If approved, Biden’s plan for international students would represent a massive expansion of the Optional Practical Training Program and Curricular Practical Training, which has about 400,000 participants who can work in the U.S. for up to three years if their degrees are in science, technology, engineering or math, and thereby compete directly with U.S. college graduates.
The Optional Practical Training Program was a one-year work authorization program for international students that later turned into a secondary cheap labor pipeline. Congress never approved the program, which today is larger in terms of its participants than more well-established guest worker programs that the Immigration Act of 1990 created.
Donor-class employers love employees through this program because they’re hired for being compliant. The foreign-born workers are on a time-expiration work permit and are looking for eventual H-1B visa sponsorship to transfer their legal status to, giving employers leverage in holding these foreign workers indentured.
Biden’s callous disregard for American workers and their families is unprecedented. The original intention of F-1 visas was for international students to get a better education than was available to them in their native land.

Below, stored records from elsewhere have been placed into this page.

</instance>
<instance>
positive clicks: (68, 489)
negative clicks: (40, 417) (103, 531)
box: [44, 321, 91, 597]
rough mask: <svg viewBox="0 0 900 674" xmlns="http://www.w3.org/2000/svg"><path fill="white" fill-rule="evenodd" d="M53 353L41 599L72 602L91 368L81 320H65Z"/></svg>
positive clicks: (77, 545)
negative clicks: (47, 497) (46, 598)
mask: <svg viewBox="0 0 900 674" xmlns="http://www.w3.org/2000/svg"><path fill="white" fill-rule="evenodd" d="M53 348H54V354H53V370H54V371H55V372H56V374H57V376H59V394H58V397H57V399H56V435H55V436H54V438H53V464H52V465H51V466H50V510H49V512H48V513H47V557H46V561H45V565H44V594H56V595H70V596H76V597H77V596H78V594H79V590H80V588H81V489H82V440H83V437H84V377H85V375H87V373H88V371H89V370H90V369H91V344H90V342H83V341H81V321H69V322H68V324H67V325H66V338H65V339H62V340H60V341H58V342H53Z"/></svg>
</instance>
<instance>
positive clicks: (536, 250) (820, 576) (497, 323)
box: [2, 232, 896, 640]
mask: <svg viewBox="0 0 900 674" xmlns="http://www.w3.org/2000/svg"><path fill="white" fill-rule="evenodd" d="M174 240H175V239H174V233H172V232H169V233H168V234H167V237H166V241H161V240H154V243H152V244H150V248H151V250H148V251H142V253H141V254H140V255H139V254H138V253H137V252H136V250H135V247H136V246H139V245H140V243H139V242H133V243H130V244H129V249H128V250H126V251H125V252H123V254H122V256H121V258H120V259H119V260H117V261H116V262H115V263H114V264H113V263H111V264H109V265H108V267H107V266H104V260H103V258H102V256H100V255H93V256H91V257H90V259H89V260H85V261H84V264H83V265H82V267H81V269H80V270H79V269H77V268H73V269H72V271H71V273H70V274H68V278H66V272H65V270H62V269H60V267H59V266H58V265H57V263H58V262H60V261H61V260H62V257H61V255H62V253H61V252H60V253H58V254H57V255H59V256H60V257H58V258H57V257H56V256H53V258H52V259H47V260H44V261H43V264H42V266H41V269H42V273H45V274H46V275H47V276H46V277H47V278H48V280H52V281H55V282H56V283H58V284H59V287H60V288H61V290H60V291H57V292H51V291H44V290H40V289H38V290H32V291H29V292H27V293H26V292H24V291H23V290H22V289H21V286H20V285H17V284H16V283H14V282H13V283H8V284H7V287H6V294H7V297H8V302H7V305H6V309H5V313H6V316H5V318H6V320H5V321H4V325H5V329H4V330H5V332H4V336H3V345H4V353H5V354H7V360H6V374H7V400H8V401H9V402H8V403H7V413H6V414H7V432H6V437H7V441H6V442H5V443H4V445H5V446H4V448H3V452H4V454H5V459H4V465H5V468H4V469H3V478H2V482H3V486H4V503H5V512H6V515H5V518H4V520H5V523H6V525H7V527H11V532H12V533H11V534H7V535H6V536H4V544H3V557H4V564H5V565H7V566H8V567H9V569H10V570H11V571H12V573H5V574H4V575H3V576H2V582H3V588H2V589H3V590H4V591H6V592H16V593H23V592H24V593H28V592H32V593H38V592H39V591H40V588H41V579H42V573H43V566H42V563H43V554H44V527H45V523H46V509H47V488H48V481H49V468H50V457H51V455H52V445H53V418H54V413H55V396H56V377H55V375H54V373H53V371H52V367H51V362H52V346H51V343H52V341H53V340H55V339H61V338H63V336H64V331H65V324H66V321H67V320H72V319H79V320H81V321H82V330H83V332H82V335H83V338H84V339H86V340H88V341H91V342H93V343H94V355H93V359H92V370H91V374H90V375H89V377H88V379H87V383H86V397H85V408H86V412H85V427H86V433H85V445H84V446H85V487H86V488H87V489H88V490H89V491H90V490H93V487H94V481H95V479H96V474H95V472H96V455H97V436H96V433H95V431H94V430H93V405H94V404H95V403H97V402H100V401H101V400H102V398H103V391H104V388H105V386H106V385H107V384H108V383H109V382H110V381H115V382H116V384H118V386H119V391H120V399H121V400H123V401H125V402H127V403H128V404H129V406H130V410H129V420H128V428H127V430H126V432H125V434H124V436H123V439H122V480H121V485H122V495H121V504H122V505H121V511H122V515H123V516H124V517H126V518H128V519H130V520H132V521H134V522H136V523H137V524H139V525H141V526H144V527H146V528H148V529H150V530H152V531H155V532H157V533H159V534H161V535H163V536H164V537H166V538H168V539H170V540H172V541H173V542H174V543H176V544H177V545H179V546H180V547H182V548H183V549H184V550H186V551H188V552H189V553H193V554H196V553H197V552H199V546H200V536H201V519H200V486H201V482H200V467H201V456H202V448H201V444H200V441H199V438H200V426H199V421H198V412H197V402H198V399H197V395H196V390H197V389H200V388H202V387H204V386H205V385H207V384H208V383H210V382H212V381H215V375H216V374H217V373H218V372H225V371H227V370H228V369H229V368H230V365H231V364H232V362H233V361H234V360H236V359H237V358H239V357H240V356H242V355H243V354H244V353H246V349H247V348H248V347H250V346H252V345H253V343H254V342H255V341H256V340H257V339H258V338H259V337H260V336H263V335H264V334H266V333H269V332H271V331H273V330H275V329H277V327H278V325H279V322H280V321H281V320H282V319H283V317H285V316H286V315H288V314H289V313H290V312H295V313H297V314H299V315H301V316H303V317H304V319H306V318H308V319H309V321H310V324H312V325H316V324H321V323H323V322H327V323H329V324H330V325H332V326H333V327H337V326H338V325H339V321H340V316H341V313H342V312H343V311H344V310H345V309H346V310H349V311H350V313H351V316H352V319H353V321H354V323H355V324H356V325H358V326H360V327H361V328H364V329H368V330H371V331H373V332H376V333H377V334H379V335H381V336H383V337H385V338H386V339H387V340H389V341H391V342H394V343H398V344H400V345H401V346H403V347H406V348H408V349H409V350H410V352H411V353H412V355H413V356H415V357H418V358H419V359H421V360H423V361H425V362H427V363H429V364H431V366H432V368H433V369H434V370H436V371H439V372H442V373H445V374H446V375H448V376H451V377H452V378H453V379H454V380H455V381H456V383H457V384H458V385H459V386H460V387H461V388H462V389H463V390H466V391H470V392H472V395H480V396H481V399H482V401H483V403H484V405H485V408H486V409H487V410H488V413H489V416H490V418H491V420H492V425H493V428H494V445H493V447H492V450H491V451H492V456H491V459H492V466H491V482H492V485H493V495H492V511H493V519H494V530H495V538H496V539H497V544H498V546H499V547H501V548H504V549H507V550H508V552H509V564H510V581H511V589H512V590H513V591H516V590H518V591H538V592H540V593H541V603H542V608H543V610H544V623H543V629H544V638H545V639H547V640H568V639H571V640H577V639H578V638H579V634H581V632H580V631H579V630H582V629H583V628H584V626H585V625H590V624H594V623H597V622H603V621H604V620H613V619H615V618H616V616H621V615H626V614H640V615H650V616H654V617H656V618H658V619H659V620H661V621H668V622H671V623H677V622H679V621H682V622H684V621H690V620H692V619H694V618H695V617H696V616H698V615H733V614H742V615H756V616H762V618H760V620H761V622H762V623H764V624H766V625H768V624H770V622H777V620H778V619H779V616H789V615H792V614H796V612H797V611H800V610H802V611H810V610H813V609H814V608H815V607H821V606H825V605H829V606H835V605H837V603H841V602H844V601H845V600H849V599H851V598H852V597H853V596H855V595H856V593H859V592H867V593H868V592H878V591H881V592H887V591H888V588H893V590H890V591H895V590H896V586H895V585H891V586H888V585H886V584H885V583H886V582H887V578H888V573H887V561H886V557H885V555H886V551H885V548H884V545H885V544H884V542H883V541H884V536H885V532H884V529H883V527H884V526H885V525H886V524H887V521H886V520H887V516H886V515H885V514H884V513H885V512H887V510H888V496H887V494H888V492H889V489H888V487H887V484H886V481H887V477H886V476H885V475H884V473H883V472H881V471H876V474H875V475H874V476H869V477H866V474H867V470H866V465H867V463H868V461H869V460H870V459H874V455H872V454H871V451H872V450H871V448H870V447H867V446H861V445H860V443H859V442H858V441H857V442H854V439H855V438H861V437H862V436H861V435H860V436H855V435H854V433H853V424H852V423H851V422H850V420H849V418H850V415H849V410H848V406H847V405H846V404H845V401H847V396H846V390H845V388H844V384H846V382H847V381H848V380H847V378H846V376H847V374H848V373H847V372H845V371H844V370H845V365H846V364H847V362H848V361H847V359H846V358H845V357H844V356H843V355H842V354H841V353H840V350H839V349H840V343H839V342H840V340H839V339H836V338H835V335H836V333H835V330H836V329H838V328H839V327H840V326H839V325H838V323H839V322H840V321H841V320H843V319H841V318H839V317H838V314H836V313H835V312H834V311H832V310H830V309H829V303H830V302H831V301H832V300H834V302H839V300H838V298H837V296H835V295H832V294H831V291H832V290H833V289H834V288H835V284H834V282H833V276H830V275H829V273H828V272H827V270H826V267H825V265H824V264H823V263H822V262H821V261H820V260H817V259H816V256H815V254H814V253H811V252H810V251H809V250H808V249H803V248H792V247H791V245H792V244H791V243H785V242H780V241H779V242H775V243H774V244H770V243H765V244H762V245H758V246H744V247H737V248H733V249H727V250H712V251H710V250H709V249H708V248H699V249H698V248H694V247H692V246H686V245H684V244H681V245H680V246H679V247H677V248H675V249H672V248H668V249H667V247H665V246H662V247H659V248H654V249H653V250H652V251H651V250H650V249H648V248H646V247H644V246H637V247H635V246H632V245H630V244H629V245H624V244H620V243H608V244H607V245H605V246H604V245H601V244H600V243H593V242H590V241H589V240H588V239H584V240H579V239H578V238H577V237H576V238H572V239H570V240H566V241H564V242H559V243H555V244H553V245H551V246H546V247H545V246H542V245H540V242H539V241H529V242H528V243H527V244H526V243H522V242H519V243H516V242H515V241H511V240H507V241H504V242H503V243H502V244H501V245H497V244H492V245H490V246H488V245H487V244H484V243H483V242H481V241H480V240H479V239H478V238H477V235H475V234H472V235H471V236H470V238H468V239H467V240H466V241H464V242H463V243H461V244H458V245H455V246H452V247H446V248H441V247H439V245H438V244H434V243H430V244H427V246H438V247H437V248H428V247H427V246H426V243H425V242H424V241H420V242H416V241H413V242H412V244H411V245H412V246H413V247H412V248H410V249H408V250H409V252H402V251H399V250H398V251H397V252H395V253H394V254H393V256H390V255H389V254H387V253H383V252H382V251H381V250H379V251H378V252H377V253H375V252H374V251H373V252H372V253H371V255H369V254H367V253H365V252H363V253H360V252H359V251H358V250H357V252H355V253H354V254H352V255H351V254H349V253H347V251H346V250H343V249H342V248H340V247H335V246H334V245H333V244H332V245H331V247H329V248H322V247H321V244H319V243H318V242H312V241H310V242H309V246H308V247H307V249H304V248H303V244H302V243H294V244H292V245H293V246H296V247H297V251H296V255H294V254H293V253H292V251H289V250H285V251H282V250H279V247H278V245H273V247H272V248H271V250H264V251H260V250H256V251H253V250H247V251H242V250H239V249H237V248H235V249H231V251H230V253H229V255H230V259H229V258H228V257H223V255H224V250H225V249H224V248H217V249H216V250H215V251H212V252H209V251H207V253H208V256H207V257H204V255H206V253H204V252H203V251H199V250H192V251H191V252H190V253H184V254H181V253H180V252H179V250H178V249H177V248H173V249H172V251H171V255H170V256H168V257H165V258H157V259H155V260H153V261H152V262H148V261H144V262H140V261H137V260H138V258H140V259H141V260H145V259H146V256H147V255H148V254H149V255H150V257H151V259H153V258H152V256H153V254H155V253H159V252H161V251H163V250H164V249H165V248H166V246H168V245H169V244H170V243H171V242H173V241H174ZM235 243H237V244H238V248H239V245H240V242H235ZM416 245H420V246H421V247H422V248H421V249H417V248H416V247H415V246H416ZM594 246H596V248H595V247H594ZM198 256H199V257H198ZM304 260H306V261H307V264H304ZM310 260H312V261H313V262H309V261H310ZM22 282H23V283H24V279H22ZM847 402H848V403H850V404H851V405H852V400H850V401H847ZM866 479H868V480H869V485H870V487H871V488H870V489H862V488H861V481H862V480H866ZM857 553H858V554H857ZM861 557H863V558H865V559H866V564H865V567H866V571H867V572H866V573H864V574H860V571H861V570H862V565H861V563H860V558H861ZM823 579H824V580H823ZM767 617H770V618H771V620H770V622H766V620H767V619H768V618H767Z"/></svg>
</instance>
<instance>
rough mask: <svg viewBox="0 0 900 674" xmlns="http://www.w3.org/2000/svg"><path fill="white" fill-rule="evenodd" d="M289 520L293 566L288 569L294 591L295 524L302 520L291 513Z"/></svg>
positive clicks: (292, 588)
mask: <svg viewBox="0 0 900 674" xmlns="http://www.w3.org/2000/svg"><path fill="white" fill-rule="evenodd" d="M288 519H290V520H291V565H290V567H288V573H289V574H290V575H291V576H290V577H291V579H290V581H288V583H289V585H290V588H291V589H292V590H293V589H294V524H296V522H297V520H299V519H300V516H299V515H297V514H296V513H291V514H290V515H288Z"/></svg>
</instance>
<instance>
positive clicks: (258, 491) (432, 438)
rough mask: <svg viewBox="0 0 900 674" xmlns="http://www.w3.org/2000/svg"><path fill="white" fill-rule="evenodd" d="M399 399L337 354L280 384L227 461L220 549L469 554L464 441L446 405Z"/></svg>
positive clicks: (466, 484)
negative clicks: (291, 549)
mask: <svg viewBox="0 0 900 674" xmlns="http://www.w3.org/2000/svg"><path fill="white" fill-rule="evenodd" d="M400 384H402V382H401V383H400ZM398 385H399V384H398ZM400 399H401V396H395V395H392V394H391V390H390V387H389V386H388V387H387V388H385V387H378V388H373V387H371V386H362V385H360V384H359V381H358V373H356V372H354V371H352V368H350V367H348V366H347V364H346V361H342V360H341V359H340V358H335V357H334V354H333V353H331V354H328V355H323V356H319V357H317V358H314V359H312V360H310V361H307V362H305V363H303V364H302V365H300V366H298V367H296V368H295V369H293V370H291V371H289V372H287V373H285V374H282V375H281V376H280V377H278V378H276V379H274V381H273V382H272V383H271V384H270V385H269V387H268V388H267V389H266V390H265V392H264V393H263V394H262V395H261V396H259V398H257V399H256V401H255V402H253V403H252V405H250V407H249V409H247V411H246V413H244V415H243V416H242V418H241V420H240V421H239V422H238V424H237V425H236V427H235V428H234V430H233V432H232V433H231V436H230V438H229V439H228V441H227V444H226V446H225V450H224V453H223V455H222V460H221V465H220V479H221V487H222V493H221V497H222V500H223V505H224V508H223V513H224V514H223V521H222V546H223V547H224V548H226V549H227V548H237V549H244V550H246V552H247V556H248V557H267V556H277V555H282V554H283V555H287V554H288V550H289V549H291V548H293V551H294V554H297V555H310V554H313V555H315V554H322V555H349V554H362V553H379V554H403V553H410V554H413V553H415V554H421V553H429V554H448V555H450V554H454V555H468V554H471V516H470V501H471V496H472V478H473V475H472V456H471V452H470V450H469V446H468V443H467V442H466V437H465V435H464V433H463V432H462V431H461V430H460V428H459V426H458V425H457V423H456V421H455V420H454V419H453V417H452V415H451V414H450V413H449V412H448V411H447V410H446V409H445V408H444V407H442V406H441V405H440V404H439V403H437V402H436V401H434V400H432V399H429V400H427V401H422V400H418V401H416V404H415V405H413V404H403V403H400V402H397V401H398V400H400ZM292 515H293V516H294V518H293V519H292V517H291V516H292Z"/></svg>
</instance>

Part of the deal was that the students agreed to return home, and apply their U.S.-gained knowledge to improve their emerging countries. Instead, these students, whose parents never paid taxes into the U.S. university system, can stay for extended periods and inevitably take well-paid, white-collar jobs that Americans deserve.
In post-pandemic, high-unemployment, inflation-ridden America, talented and eager U.S. college graduates deserve a fair shake, something the Biden administration willfully denies them.